In contrast to conventional direct fundus imaging in ROP, indirect SBFI does not require contact with the corneal interface, and therefore represents a potentially less distressing imaging technique for the child and decreases the likelihood of infection. Another possible application of SBFI may be in combination with artificial intelligence (AI) for evaluation of plus disease and ROP on acquired single images and/or videos. The Imaging and Informatics in Retinopathy of Prematurity (i-ROP) Research Consortium has developed a deep learning algorithm for detection of plus disease and ROP on RetCam images which achieved promising results39,40. In contrast to conventional imaging techniques, SBFI would allow immediate online image transfer as well as local processing on the device which will be an advantage once AI solutions are more widely available.

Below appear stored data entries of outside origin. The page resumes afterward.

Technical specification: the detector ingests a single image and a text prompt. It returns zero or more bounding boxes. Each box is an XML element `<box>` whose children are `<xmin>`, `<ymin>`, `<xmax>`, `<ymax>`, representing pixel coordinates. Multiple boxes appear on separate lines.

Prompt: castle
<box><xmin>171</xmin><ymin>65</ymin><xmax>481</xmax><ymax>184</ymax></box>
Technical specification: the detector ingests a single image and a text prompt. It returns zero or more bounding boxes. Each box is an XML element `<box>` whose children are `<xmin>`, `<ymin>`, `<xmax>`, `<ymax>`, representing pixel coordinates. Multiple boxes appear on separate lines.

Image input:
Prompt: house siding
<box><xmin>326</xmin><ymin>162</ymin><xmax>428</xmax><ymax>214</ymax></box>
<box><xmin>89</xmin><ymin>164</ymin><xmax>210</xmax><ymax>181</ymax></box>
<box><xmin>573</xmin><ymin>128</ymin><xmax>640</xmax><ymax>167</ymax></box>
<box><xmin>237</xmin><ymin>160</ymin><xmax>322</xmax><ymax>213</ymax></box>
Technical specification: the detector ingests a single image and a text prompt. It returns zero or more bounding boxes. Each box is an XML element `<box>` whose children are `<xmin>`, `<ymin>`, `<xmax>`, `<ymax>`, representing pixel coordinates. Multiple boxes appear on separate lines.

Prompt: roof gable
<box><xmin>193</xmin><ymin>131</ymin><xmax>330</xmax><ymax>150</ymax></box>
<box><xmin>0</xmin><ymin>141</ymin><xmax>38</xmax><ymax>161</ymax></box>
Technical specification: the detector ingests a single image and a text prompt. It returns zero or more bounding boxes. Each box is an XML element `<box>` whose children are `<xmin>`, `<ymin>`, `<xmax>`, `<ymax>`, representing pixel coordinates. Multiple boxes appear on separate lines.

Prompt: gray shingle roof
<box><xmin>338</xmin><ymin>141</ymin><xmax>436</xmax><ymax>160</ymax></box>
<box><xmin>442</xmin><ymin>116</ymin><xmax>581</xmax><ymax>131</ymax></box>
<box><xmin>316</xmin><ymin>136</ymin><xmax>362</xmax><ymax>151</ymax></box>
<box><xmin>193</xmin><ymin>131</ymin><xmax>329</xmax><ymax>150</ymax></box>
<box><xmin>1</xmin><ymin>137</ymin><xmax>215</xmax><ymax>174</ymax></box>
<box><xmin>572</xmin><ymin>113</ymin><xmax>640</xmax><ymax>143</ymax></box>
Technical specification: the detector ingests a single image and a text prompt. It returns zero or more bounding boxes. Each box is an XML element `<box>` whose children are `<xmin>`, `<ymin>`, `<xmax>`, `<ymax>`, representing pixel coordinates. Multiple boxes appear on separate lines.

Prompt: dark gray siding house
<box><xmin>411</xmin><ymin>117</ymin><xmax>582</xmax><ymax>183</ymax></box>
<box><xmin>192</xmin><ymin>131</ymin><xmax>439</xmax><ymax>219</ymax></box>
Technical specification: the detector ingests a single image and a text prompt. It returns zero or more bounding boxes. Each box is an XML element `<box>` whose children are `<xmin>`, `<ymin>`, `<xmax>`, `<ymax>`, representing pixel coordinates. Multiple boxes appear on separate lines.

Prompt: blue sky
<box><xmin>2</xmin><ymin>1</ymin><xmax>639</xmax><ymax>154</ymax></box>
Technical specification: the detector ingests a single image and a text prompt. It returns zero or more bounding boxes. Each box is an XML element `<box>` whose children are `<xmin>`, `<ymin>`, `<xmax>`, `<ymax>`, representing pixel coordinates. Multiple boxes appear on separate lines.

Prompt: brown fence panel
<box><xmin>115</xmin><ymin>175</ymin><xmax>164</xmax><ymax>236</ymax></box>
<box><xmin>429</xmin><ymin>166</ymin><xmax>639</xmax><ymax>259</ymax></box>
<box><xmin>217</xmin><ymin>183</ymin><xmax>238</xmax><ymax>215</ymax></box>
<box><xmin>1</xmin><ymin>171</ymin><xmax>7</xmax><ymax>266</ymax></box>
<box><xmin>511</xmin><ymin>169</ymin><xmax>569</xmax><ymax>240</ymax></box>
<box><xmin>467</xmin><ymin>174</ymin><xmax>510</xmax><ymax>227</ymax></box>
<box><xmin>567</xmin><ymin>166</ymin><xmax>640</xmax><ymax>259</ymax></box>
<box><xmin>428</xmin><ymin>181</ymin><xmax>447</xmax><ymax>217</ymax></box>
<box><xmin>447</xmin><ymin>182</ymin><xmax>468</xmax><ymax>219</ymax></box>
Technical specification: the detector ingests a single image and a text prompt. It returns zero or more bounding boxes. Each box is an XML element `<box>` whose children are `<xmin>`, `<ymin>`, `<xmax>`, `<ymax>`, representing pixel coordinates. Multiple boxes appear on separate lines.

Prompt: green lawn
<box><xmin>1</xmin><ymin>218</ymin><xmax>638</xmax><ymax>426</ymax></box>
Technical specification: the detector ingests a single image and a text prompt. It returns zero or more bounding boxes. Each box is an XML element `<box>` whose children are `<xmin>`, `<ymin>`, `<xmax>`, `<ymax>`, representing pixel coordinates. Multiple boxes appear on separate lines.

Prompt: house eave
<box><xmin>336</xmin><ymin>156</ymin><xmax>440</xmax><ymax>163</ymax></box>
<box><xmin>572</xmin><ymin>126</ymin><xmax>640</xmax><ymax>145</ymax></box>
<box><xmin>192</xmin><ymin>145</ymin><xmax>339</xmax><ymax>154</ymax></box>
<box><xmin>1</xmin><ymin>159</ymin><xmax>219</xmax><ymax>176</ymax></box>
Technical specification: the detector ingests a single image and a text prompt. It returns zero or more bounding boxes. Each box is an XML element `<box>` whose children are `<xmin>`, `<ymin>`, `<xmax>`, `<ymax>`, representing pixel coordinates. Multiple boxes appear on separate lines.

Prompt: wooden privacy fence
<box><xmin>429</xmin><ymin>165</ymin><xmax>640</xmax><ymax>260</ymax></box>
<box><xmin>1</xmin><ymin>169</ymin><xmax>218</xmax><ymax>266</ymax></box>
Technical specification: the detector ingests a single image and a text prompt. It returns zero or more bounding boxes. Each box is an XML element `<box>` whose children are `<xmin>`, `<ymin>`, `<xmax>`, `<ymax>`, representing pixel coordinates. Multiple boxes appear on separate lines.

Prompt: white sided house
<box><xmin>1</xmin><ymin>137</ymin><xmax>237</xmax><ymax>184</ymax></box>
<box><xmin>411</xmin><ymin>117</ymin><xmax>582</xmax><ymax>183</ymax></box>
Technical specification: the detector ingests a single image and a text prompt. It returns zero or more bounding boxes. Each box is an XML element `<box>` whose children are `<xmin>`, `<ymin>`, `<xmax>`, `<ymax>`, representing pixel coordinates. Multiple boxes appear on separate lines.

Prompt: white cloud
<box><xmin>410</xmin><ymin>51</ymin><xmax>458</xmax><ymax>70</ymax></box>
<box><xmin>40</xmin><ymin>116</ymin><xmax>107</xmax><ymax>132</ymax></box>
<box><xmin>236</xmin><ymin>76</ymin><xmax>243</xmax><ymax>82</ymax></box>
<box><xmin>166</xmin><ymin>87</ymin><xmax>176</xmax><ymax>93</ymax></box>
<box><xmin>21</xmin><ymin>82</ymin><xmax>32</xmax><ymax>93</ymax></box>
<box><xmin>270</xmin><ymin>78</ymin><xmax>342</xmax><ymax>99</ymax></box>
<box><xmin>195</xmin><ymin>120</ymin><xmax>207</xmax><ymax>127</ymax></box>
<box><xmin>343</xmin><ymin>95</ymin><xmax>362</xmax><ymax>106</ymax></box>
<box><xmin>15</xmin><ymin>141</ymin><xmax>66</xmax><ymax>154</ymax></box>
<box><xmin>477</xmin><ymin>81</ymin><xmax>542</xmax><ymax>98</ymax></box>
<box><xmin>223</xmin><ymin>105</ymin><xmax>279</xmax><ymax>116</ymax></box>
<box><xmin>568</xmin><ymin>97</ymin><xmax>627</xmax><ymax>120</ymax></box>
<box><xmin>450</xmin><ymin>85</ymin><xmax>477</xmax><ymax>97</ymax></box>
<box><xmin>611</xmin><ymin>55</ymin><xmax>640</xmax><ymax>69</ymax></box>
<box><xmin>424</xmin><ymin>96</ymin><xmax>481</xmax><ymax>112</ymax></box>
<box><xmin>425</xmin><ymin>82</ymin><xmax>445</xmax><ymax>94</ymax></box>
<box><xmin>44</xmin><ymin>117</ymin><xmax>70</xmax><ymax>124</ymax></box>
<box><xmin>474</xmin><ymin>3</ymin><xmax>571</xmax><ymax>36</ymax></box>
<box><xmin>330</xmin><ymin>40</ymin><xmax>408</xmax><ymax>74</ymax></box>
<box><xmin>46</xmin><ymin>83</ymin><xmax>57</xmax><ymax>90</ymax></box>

The strength of this study is a comprehensive evaluation including field-of-view, image quality, examination time, agreement with grading by indirect ophthalmoscopy, and sensitivity and specificity for detection of plus disease and ROP stage. Furthermore, we compared against both an established conventional fundus imaging system for ROP as well as clinical examination by indirect funduscopy. Additional strengths are that the study population encompassed a variety of ROP manifestations and a wide range of gestational age and postmenstrual age at examination. Limitations of this study are a small sample size and the lack of quantitative assessment and comparison of image quality.

In conclusion, non-contact indirect SBFI is a feasible low-cost alternative to conventional contact-dependent direct fundus imaging for ROP screening and documentation. SBFI has the potential to considerably improve ROP care in middle- and low-resources settings. Future studies assessing the feasibility of SBFI for telemedicine-based ROP screening in these settings and its effects on the functional outcome of the screened infants are warranted.